Orbit Social Hub — Real-time Messaging Architecture
A messaging fabric that turns scattered conversations into a single, observable surface. Built to scale horizontally and degrade gracefully under spike load.
- Role
- Platform Architect
- Year
- 2024
- Stack
- NestJSWebSocketsRedis StreamsPostgresKubernetes
Context
A B2B communications product needed to consolidate inbound channels (web chat, social DMs, internal notifications) into one operator surface — without losing the real-time feel that made the product worth using.
Approach
- WebSockets at the edge, Redis Streams in the middle. A clean split between fan-out and durability.

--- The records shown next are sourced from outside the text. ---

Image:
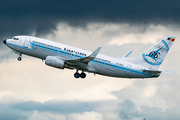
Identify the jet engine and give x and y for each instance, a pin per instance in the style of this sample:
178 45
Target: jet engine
55 62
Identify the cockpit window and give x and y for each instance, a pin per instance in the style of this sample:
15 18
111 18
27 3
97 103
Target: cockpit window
15 38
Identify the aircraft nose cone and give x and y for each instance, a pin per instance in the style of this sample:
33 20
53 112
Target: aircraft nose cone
4 41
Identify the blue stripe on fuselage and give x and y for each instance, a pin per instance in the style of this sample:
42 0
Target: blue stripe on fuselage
62 52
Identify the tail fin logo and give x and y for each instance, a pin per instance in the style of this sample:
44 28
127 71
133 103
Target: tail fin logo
154 56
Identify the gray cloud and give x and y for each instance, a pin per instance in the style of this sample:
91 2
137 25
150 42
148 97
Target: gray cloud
128 111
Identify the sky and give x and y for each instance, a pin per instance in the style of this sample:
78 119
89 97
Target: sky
30 90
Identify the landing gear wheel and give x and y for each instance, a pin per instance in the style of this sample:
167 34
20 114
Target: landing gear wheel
83 75
76 75
19 58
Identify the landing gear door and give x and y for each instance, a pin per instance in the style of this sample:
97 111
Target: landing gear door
26 42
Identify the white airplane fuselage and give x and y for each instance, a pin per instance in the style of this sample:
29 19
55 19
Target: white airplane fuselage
101 64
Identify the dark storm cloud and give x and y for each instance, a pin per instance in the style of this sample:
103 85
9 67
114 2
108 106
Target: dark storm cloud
41 17
126 110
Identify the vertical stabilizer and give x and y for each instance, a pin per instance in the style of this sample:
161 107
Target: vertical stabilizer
153 57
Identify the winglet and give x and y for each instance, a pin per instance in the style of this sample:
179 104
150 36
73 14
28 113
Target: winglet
94 54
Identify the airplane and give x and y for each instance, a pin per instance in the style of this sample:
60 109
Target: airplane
62 56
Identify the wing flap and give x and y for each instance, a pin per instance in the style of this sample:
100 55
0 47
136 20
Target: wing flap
85 60
152 72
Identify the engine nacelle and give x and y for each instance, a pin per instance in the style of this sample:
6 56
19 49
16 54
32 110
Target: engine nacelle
55 62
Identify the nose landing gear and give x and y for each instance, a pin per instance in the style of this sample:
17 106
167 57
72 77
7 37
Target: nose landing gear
77 75
19 58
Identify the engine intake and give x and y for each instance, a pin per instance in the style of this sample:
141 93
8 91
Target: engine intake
55 62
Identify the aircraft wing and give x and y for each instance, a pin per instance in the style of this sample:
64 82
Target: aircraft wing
84 60
156 72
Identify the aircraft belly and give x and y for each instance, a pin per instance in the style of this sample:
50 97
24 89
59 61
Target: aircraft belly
103 70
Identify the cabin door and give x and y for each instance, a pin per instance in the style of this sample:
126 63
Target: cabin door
127 72
26 42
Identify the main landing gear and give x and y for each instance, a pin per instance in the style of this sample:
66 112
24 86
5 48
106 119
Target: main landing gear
77 75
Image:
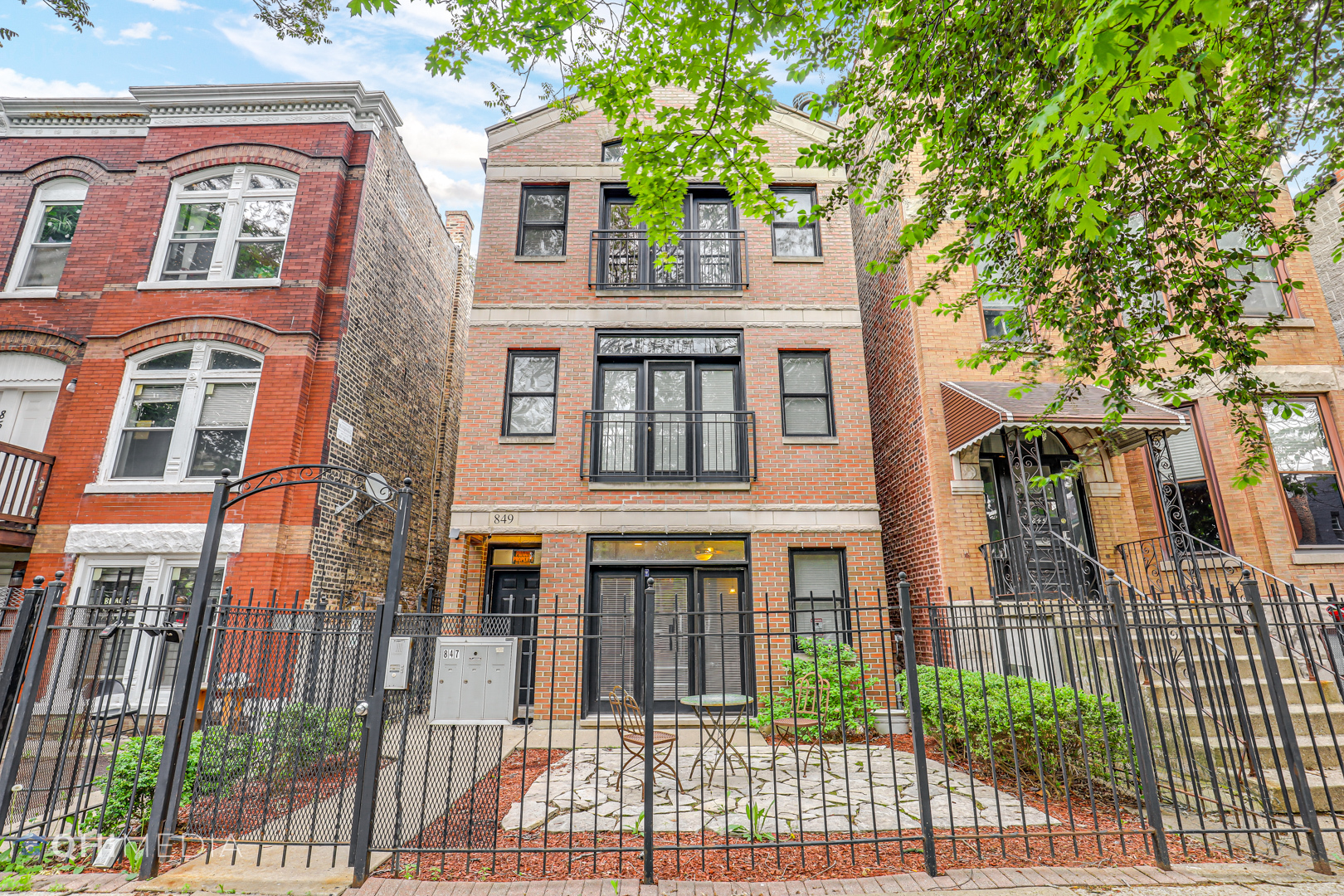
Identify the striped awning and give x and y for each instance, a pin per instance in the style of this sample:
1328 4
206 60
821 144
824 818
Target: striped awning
975 410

- Idempotent everything. Every event has a stable hash; replays are safe and observed.
- Backpressure as a feature. When an operator gets behind, the UI tells them and the system protects itself instead of dropping silently.
Engineering decisions worth talking about
- A connection broker that holds tenant state in memory but writes session checkpoints to Redis every few seconds — fast normal path, no surprises during pod rotation.
- Lag and error-budget metrics piped directly into the operator UI: the team that runs the system sees what the system feels.
- A small library that lets product engineers add new event types without touching the realtime substrate.
Outcome
The system handled launch spikes that would have crushed the previous architecture. The on-call rotation became uneventful. The product kept the live, snappy feel users expected.
Outcomes
- Sustained 10× peak throughput during launch events without changing the deployment topology.
- Sub-300ms end-to-end latency at the 99th percentile across regions.
- Operator dashboards that surfaced live throughput, lag, and error budgets at a glance.